Senate Republicans to unveil new SC road-repair plan

S.C. lawmakers just might pass a plan to fix the state’s crumbling roads before going home in June after all.

Republican state senators will introduce a road-repair plan Thursday that they say will raise money for roads, cut income taxes and reform the state Department of Transportation.

Those Republicans would not reveal details of their proposal Wednesday, but those three elements — higher taxes for roads, lower income taxes and Transportation Department reform — have been central to road-repair debate since Republican Gov. Nikki Haley said she would require all three in her January State of the State address.
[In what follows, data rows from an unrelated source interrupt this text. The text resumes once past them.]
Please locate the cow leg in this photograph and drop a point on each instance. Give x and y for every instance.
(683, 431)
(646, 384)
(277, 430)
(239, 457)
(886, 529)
“Any plan that stands any chance of success has to have a component of governance, has to have the component of additional revenue, it has to have a component of competitive tax rates with our neighboring states,” said state Sen. Larry Grooms, R-Berkeley, who chairs the Senate Transportation Committee.
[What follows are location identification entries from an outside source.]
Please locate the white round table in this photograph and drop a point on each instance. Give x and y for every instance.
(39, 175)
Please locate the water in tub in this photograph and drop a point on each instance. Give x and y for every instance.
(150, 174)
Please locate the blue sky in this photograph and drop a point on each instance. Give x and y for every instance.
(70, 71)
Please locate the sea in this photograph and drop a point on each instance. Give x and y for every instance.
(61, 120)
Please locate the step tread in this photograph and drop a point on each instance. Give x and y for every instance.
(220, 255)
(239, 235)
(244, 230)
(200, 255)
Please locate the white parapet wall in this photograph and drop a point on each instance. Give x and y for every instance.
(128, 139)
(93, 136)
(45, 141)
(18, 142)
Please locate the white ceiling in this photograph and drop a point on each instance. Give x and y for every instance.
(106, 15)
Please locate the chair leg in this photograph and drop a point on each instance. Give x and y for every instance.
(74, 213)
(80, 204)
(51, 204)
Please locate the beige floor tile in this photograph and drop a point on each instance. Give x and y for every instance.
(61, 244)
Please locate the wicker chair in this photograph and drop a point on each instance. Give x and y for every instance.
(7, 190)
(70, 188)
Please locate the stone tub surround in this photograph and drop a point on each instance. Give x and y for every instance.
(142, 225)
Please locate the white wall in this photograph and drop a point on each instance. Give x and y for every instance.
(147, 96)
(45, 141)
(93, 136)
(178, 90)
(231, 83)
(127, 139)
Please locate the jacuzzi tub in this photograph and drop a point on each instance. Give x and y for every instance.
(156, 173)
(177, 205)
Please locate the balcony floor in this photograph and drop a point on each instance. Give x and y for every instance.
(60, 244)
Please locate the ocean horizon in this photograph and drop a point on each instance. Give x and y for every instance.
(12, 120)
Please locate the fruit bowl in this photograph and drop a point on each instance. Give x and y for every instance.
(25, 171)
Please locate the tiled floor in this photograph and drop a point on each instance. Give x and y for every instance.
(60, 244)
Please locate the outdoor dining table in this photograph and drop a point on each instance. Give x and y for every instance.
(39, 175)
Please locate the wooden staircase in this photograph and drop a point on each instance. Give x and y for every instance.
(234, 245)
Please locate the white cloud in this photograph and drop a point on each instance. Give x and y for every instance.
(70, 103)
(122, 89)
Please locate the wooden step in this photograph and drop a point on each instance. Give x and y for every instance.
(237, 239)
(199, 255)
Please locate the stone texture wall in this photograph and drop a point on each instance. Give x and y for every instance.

The GOP-dominated House attempted to address Haley’s demands by passing a bill that would raise roughly $427 million by increasing the state gas tax by the equivalent of 10 cents a gallon and raising the cap on the state’s sales tax on vehicles to $500 from $300.

The House plan, sponsored by state Rep. Gary Simrill, R-York, was approved 87-20. It also includes an income tax cut that would save the average S.C. taxpayer $48. That plan was approved with a large enough majority to survive a promised veto by Haley, who says the House plan does not have a big tax cut.
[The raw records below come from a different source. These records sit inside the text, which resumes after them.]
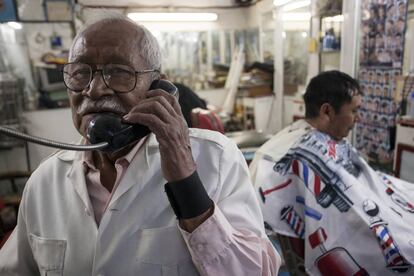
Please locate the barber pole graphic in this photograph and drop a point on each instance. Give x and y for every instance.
(289, 215)
(334, 262)
(398, 198)
(332, 149)
(393, 258)
(324, 194)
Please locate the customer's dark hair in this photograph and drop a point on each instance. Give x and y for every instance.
(333, 87)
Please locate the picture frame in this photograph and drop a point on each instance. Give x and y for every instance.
(8, 11)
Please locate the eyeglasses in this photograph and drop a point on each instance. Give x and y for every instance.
(118, 77)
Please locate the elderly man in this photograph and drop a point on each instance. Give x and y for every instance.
(326, 203)
(106, 212)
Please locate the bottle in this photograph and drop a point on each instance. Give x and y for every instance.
(410, 105)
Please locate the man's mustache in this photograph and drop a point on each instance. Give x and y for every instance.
(109, 104)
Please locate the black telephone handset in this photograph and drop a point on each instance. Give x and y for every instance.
(108, 127)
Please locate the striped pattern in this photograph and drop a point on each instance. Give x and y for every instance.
(295, 222)
(389, 248)
(312, 181)
(332, 149)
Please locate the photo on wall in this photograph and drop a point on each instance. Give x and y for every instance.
(383, 27)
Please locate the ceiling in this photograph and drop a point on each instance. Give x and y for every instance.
(161, 3)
Haley had proposed a 2 percentage point cut in the state’s top income tax rate. That would save taxpayers roughly $689 on average. But it also would cut the state’s general fund revenues by nearly $2 billion a year, hurting education, law enforcement and health care, critics say.

Haley says the tax cut would be offset by growth in state revenues.

Grooms said the Senate GOP roads plan, to be unveiled Thursday morning, will be an amendment to the current roads bill before the Senate. That bill, sponsored by state Sen. Ray Cleary, R-Georgetown, would raise roughly $800 million a year for roads by increasing the gas tax by 12 cents a gallon and the maximum sales tax on vehicles to $600.

But Cleary’s plan has been criticized by some senators for not including a tax cut or reforming the state Transportation Department.

While Republicans hold a majority of seats in the Senate, they do not control the body. The GOP’s moderate, establishment and Tea Party factions often disagree, with one faction — or another — sometimes allying with Senate Democrats to decide an issue.

“We need to have more confidence in who is spending the money and how the money’s being spent — so (Transportation Department reform) has to be part of the plan,” said Sen. Shane Massey, R-Edgefield.

Massey said lawmakers recognize a roads fix is going to take more money.

“The debate has always been about where that money comes from,” Massey said, adding tax relief also is essential.